Possibly if the acting and the production were stronger, I wouldn't be writing so much about the costumes. Though this is a fantastic venue for Shakespearean theatre, with great acoustics, I can't help feeling that this production falls well short of the last Romeo and Juliet I saw, by the student company of the Oxford University Dramatic Society (OUDS). It's unusual to find an amateur production that puts the professionals to shame, but I don't think I'm being perverse. I'm a big fan of the Shakespeare's Globe approach to theatre, and my interest is always aroused when the name Rylance appears anywhere in the programme. Mark Rylance's daughter Juliet plays her namesake with a teenager's hop skip and jump, at times sprinting around the stage, but I have to say that at no point is she convincing as a naive 14-year-old. That's the problem with Juliet; of all Shakespearean roles, it's the one most closely defined by age. The Bard never spells out how old Macbeth is supposed to be, or for that matter Beatrice and Benedict, but he spells out with enormous emphasis that Juliet is 14. That's a huge challenge for any actress in her late 20s. I suppose you're only as old as you feel, and it's not just a matter of appearance. In the OUDS production, Corinne Sawers (19 or 20 in real life but looking younger) expressed a real teenager's wide-eyed gauche innocence to perfection, but in this show Rylance comes over as far too adult and knowing. Perhaps Romeo isn't the first young man she's been snogging? Santiago Cabrera as Romeo simply doesn't have the tragic range for the part. He's a rising film and television star (Heroes) who hasn't appeared on stage for five years, and it shows. When he learns that Juliet is dead he looks like a tennis player who is mildly upset that he's lost his ball.
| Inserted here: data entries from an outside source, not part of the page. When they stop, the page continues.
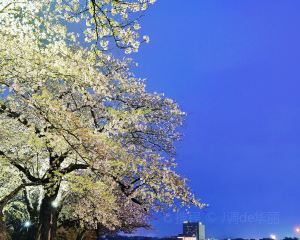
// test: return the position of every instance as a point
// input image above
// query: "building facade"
(194, 229)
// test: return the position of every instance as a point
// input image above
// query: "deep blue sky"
(233, 66)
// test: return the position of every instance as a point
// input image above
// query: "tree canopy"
(79, 132)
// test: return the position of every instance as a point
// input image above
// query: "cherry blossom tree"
(77, 123)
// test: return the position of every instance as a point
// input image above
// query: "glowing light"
(55, 204)
(273, 236)
(27, 224)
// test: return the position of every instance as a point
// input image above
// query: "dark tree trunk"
(3, 230)
(80, 235)
(48, 217)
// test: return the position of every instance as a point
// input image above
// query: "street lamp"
(273, 236)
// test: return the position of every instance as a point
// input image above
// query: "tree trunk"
(3, 231)
(48, 217)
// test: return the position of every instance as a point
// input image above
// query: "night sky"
(233, 66)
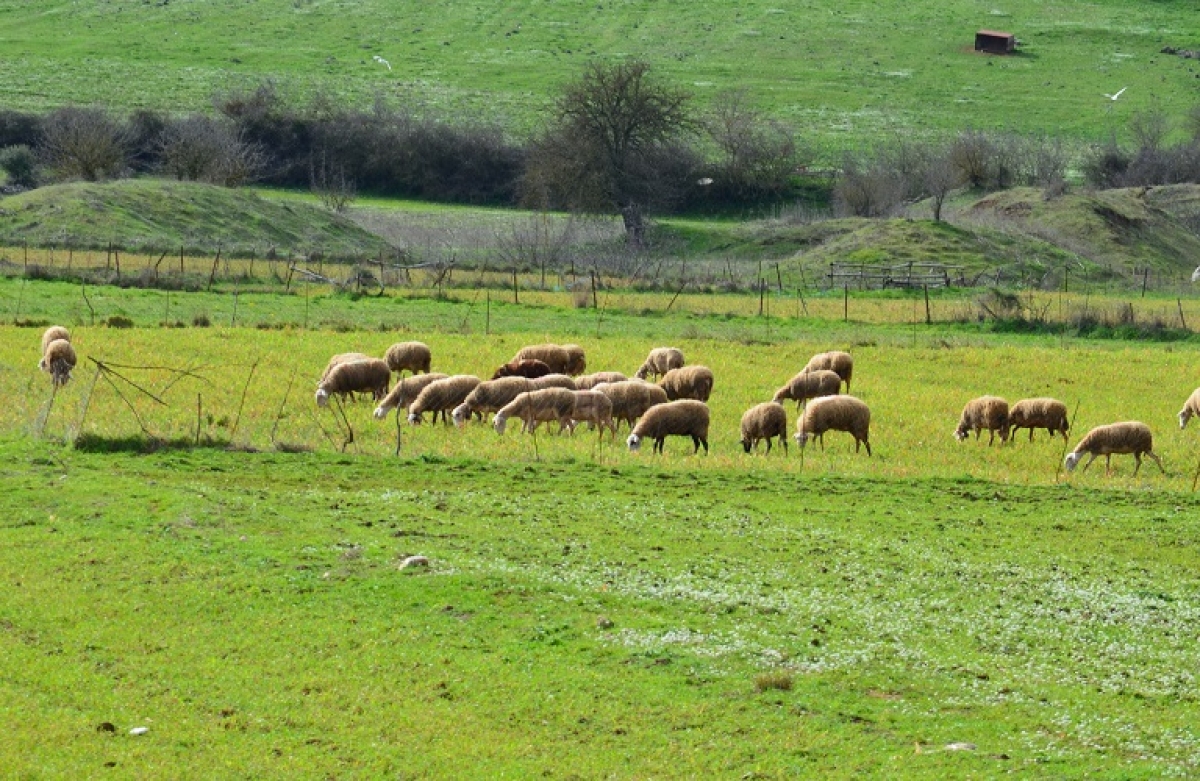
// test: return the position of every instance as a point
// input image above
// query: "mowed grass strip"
(249, 610)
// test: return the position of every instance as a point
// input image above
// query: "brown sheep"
(987, 413)
(528, 368)
(1129, 437)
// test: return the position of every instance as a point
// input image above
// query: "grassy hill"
(845, 72)
(145, 215)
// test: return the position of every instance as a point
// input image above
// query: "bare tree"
(204, 149)
(615, 131)
(84, 143)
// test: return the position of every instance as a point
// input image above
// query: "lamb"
(684, 418)
(589, 382)
(537, 407)
(988, 413)
(414, 356)
(631, 398)
(528, 368)
(490, 397)
(835, 361)
(53, 334)
(765, 421)
(342, 358)
(406, 392)
(660, 361)
(576, 360)
(365, 376)
(1129, 437)
(688, 382)
(552, 355)
(809, 384)
(1038, 413)
(595, 408)
(553, 380)
(442, 396)
(835, 413)
(1191, 407)
(58, 361)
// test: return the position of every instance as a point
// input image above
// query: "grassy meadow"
(940, 608)
(845, 72)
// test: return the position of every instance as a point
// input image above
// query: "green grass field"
(841, 72)
(940, 608)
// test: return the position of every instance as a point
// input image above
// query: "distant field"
(937, 610)
(843, 72)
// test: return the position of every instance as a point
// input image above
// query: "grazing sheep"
(1191, 407)
(553, 380)
(685, 418)
(552, 355)
(1129, 437)
(835, 413)
(631, 398)
(765, 421)
(537, 407)
(688, 382)
(660, 361)
(490, 397)
(406, 392)
(442, 396)
(588, 382)
(58, 361)
(595, 408)
(576, 360)
(341, 358)
(527, 368)
(987, 413)
(843, 364)
(53, 334)
(809, 384)
(354, 377)
(414, 356)
(1038, 413)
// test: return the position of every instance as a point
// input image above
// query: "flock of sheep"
(665, 397)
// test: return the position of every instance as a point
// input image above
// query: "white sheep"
(413, 356)
(985, 413)
(1191, 407)
(58, 361)
(835, 361)
(595, 408)
(355, 377)
(688, 382)
(53, 334)
(557, 358)
(835, 413)
(683, 418)
(537, 407)
(1038, 413)
(587, 382)
(406, 392)
(809, 384)
(490, 396)
(765, 421)
(660, 361)
(631, 398)
(442, 396)
(1129, 437)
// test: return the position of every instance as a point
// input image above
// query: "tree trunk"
(635, 224)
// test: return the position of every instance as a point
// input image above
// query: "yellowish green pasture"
(255, 388)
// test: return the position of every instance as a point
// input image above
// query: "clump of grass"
(780, 679)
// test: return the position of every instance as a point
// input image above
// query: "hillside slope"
(147, 215)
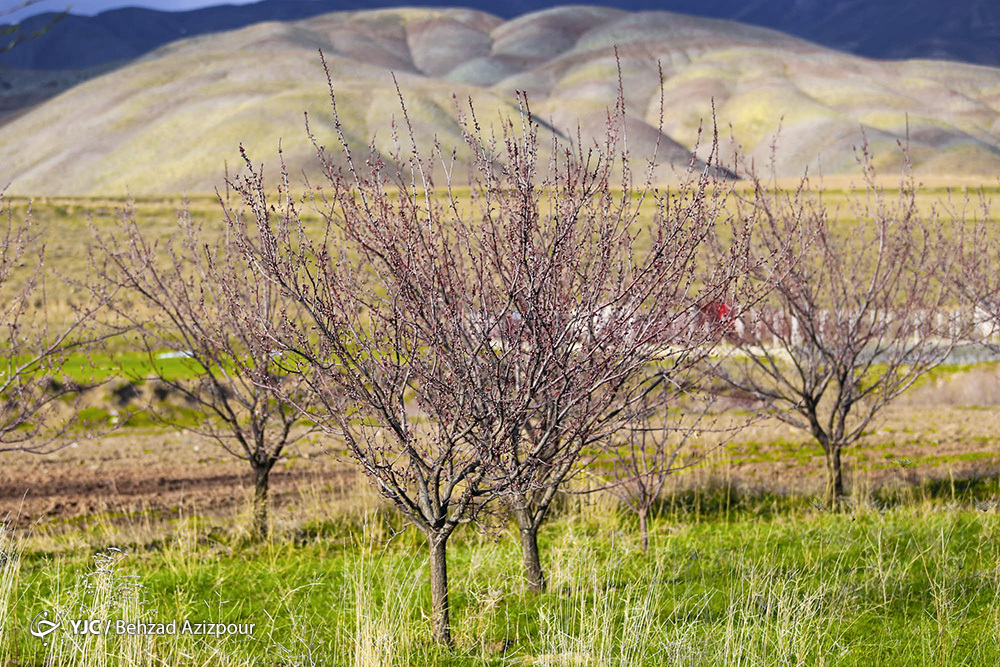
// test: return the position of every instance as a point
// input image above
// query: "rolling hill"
(168, 122)
(962, 30)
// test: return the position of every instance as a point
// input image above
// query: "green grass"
(770, 581)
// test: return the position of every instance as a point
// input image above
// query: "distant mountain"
(169, 122)
(961, 30)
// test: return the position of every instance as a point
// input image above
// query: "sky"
(10, 14)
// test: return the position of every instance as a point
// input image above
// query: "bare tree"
(973, 271)
(469, 348)
(857, 314)
(35, 393)
(642, 456)
(181, 300)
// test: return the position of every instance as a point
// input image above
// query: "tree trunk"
(260, 525)
(533, 574)
(439, 588)
(834, 477)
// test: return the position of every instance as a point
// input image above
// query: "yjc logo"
(41, 626)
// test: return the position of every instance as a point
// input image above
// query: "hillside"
(168, 122)
(961, 30)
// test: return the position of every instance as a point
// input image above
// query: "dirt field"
(946, 429)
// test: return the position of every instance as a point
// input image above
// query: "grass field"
(147, 524)
(729, 580)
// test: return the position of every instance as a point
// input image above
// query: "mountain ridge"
(167, 123)
(962, 30)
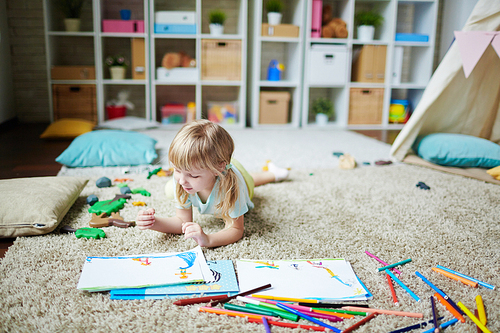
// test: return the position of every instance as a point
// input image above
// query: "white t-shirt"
(243, 203)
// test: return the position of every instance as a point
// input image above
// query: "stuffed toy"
(332, 27)
(177, 59)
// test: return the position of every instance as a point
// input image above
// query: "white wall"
(6, 92)
(455, 14)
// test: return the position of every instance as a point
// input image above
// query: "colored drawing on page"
(266, 264)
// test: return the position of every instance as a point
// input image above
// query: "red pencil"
(394, 297)
(359, 323)
(277, 323)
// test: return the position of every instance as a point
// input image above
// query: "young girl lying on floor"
(207, 178)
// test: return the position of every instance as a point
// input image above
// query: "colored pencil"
(413, 327)
(450, 308)
(303, 315)
(233, 313)
(394, 265)
(359, 323)
(481, 283)
(473, 318)
(285, 299)
(227, 299)
(383, 262)
(455, 277)
(480, 310)
(197, 300)
(393, 292)
(282, 324)
(266, 325)
(336, 314)
(443, 325)
(331, 305)
(391, 312)
(434, 316)
(398, 281)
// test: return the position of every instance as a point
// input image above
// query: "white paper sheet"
(106, 273)
(323, 279)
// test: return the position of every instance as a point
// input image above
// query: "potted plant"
(217, 18)
(72, 10)
(366, 22)
(117, 66)
(274, 9)
(323, 109)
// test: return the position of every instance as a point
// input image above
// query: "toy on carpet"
(92, 199)
(423, 186)
(347, 162)
(141, 191)
(103, 220)
(103, 182)
(90, 233)
(332, 27)
(177, 59)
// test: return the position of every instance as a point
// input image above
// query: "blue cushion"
(458, 150)
(109, 148)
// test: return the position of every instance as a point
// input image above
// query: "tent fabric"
(452, 103)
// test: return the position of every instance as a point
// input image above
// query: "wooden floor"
(24, 154)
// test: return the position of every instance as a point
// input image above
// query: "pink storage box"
(122, 26)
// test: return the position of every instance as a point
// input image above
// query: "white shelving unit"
(199, 90)
(286, 50)
(90, 47)
(400, 16)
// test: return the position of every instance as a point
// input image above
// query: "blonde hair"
(202, 144)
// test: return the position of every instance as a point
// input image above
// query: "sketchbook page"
(322, 279)
(225, 282)
(106, 273)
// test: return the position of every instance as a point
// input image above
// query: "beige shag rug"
(316, 214)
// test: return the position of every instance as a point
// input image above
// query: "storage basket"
(366, 106)
(221, 59)
(75, 101)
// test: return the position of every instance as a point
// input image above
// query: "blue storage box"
(175, 28)
(404, 37)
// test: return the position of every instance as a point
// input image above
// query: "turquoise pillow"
(458, 150)
(109, 148)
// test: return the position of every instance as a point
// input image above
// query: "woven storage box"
(74, 101)
(366, 106)
(221, 59)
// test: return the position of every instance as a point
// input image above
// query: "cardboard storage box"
(122, 26)
(72, 73)
(366, 106)
(327, 64)
(280, 30)
(274, 107)
(220, 59)
(369, 64)
(75, 101)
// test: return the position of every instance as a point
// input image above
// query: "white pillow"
(35, 206)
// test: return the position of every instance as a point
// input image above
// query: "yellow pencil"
(480, 310)
(286, 299)
(473, 318)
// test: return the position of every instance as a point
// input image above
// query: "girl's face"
(195, 180)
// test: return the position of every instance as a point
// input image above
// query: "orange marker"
(450, 308)
(234, 313)
(455, 277)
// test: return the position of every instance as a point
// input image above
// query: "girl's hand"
(145, 219)
(194, 231)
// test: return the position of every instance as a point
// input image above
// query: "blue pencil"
(443, 325)
(303, 315)
(484, 284)
(412, 294)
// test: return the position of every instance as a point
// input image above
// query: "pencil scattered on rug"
(322, 213)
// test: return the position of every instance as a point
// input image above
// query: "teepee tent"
(452, 103)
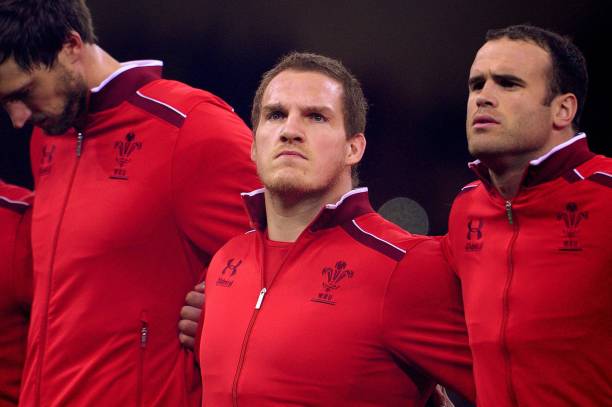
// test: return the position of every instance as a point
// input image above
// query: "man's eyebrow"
(272, 107)
(475, 78)
(509, 78)
(318, 108)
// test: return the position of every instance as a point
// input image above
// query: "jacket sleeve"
(423, 321)
(211, 167)
(22, 261)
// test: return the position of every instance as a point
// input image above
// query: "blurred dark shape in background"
(412, 58)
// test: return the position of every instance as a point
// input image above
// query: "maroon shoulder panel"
(601, 178)
(372, 242)
(157, 109)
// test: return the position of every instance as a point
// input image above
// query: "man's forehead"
(311, 86)
(506, 56)
(12, 77)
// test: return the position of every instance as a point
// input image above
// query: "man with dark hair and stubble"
(137, 185)
(325, 303)
(15, 287)
(531, 239)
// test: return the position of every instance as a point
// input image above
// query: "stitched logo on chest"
(46, 159)
(331, 279)
(125, 150)
(572, 219)
(226, 277)
(474, 235)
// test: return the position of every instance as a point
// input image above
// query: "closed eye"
(17, 96)
(475, 83)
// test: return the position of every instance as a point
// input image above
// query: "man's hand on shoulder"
(190, 316)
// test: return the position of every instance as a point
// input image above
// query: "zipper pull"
(262, 293)
(79, 143)
(509, 211)
(144, 336)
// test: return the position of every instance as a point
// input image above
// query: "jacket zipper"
(256, 310)
(245, 342)
(144, 338)
(43, 329)
(506, 304)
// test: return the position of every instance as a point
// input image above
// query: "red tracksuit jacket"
(127, 214)
(360, 313)
(15, 287)
(536, 273)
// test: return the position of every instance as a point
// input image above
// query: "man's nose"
(293, 130)
(19, 113)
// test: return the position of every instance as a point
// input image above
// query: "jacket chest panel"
(114, 195)
(543, 267)
(327, 308)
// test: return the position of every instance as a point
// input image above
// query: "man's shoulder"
(180, 97)
(240, 242)
(384, 236)
(598, 170)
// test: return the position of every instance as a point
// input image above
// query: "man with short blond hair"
(325, 302)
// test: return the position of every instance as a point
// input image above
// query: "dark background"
(412, 58)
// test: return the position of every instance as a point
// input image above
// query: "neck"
(507, 172)
(509, 181)
(288, 215)
(97, 65)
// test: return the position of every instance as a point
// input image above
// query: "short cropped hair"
(354, 103)
(569, 70)
(34, 31)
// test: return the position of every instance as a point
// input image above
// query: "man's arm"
(423, 318)
(191, 317)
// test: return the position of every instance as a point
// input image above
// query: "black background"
(412, 58)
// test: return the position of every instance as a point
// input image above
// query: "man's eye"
(475, 85)
(276, 115)
(507, 83)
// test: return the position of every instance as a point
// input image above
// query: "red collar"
(555, 163)
(351, 205)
With his dreamboat Latin good looks, I am sure he has a great future on the screen (perhaps in the next Pirates of the Caribbean if Orlando Bloom isn't available) but I don't see his Shakespeare career going anywhere.
Unlike in the OUDS production, there seems to be very little chemistry between Romeo and Juliet in this show. The bedroom scene is the least erotic I have ever seen, and I think director Tamara Harvey, rather than the actors, is to blame. A great Shakespearean director like Declan Donnellan can be unorthodox in his blocking and movement, but his choices are always inspired by a close study of the text and the need to extract every ounce of meaning from it. That's not the case here, and the result is often that the movement seems at odds with the words. When Juliet learns from the Nurse that Romeo has been banished, she stays rooted to the spot several yards away rather than running forward to learn more. The young bloods are well portrayed as a group, swaggering around and strutting about with a faintly homoerotic air, but as individuals they don't come alive. Again, the OUDS production managed this much better, using individualised costumes to help the actors stamp their own characters on each part. Perhaps Romeo and Juliet is a play in which all the polish and technique learned at drama school gets in the way; student actors who haven't been to RADA may not have the training to do a six-month run of a play, but for a few nights they can produce more natural, human performances. The OUDS production also scored highly on narrative drive by being cut to two hours, while this one lasts a full three. I was quite eager for the final whistle, I'm afraid.